Rompehielos 50 let Pobedy (50 años de la Victoria).

   “Nuestros ancestros ya sobresalían en la navegación en aguas heladas. Y nosotros continuamos, con éxito”, añade.

   El oficial a cargo de este rompehielos indica la creciente importancia de sus misiones con el “desarrollo de recursos” naturales.

   El presidente ruso, Vladimir Putin, señaló la explotación de la riqueza ártica (petróleo, gas y minerales) como una prioridad estratégica.

   La región encabeza las exportaciones nacionales de gas natural licuado (GNL) producido por la rusa Novatek y la francesa Total en la península del Yamal, en el noroeste de Siberia.

   “La zona ártica tiene un potencial enorme. En términos de recursos, hablamos de 15,000 millones de toneladas de petróleo y cien billones de metros cúbicos de gas. Suficientes para decenas, incluso centenares de años”, señaló el exministro de Energía, Alexander Novak, actualmente vice primer ministro.

   Su rentabilidad dependerá en parte de la ruta marítima del norte, también conocida como Paso del Noreste, que conecta Europa con Asia por el norte de Rusia, a través de los océanos Atlántico, Ártico y Pacífico.

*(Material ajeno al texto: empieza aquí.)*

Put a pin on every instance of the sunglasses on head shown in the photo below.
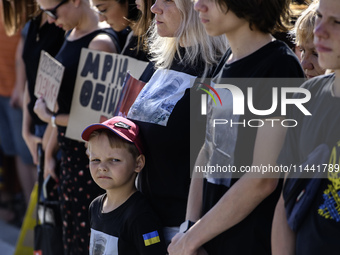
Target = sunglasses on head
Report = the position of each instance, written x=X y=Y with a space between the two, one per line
x=53 y=12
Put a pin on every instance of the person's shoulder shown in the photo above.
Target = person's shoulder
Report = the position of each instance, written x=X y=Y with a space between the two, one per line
x=281 y=61
x=96 y=202
x=103 y=42
x=317 y=83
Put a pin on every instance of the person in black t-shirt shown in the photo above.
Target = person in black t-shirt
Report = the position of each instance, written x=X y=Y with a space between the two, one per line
x=122 y=16
x=122 y=222
x=319 y=230
x=233 y=212
x=181 y=51
x=77 y=189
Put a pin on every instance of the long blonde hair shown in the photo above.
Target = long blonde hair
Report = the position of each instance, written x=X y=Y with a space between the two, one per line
x=192 y=33
x=16 y=13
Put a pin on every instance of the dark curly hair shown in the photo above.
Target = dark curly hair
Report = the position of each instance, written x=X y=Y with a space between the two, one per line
x=268 y=16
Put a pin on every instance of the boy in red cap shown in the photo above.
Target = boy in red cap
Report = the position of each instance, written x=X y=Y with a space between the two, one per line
x=121 y=220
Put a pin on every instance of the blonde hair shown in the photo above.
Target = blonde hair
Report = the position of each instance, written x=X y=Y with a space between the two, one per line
x=304 y=26
x=16 y=13
x=191 y=33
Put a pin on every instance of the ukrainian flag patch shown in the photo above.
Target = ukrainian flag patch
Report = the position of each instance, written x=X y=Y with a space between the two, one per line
x=151 y=238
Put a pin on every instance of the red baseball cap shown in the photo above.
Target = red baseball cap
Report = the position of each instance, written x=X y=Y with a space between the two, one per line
x=121 y=126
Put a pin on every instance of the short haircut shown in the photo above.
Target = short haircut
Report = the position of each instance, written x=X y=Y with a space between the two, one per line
x=304 y=26
x=143 y=24
x=268 y=16
x=116 y=141
x=133 y=12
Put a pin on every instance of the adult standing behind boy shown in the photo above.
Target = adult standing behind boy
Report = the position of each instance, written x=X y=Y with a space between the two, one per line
x=121 y=220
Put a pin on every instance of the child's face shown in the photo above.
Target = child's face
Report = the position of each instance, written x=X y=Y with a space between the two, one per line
x=112 y=168
x=216 y=21
x=327 y=34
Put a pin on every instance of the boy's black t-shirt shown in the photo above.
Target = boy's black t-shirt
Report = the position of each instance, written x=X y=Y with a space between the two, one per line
x=131 y=229
x=320 y=230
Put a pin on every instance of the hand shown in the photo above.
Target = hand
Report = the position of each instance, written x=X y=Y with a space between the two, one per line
x=16 y=99
x=49 y=167
x=179 y=246
x=41 y=110
x=32 y=144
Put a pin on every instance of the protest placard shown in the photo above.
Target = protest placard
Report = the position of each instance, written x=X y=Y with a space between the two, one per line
x=49 y=77
x=99 y=82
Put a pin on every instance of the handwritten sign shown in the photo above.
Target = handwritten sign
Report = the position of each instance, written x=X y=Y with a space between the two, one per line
x=99 y=83
x=49 y=77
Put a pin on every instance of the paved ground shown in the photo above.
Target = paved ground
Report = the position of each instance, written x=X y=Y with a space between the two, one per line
x=8 y=238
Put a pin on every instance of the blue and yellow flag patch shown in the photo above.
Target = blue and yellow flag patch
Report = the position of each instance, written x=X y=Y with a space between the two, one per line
x=151 y=238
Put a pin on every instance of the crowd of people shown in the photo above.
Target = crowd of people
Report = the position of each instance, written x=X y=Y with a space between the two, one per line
x=131 y=185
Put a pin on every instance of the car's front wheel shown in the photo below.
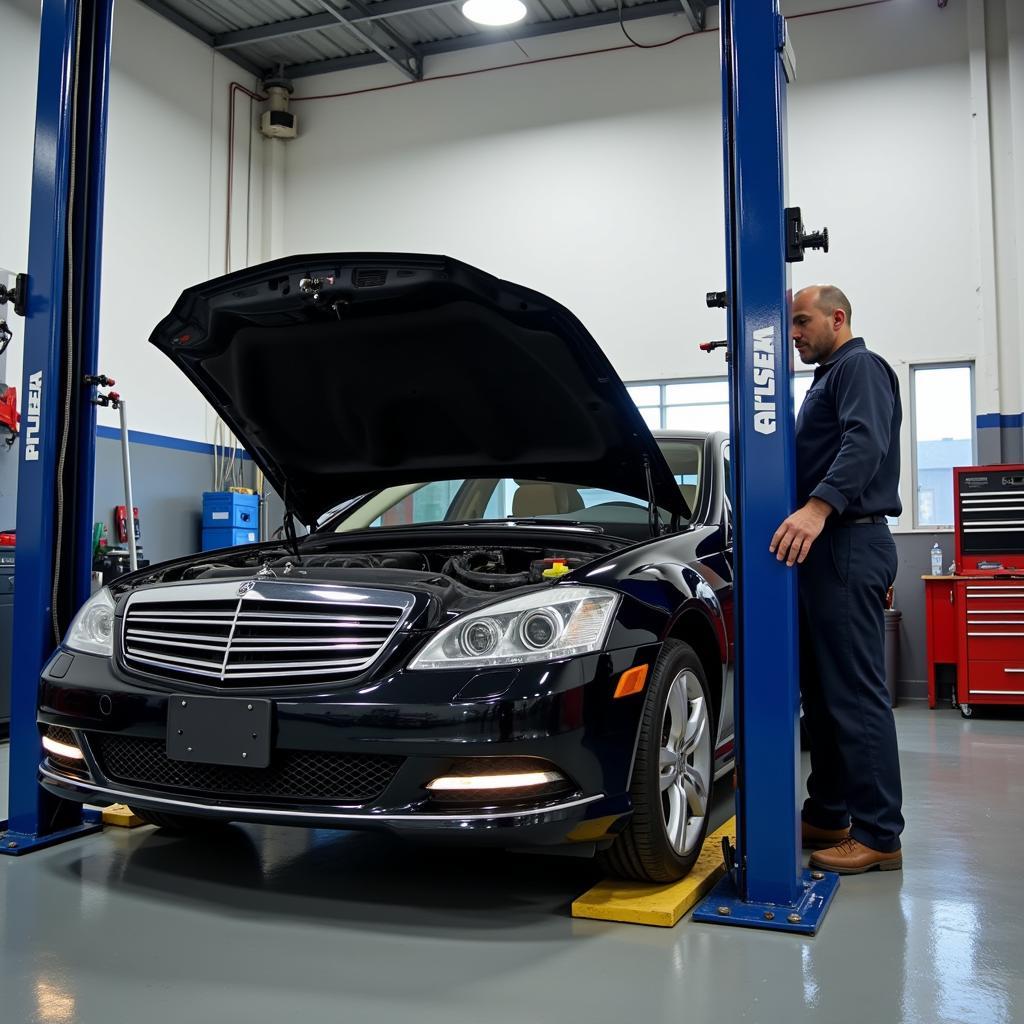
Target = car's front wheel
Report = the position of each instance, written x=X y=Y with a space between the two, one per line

   Esta vía ártica, la mitad de larga que la del canal de Suez, debería simplificar el transporte de hidrocarburos al sureste asiático.

   Antes era solo navegable en verano, pero ahora es practicable más a menudo debido al retroceso del hielo ártico por culpa del calentamiento global.

   Pero el despliegue de rompehielos rusos de propulsión nuclear también es esencial en la materia.

   Esta flota, bajo control del gigante de la energía atómica Rosatom, es única en el mundo dado que “solo Rusia tiene una ruta (el paso del Noreste) donde se requieran rompehielos”, indica Serguéi Kondratiev, experto del Instituto por la Energía y las Finanzas, un centro de reflexión independiente.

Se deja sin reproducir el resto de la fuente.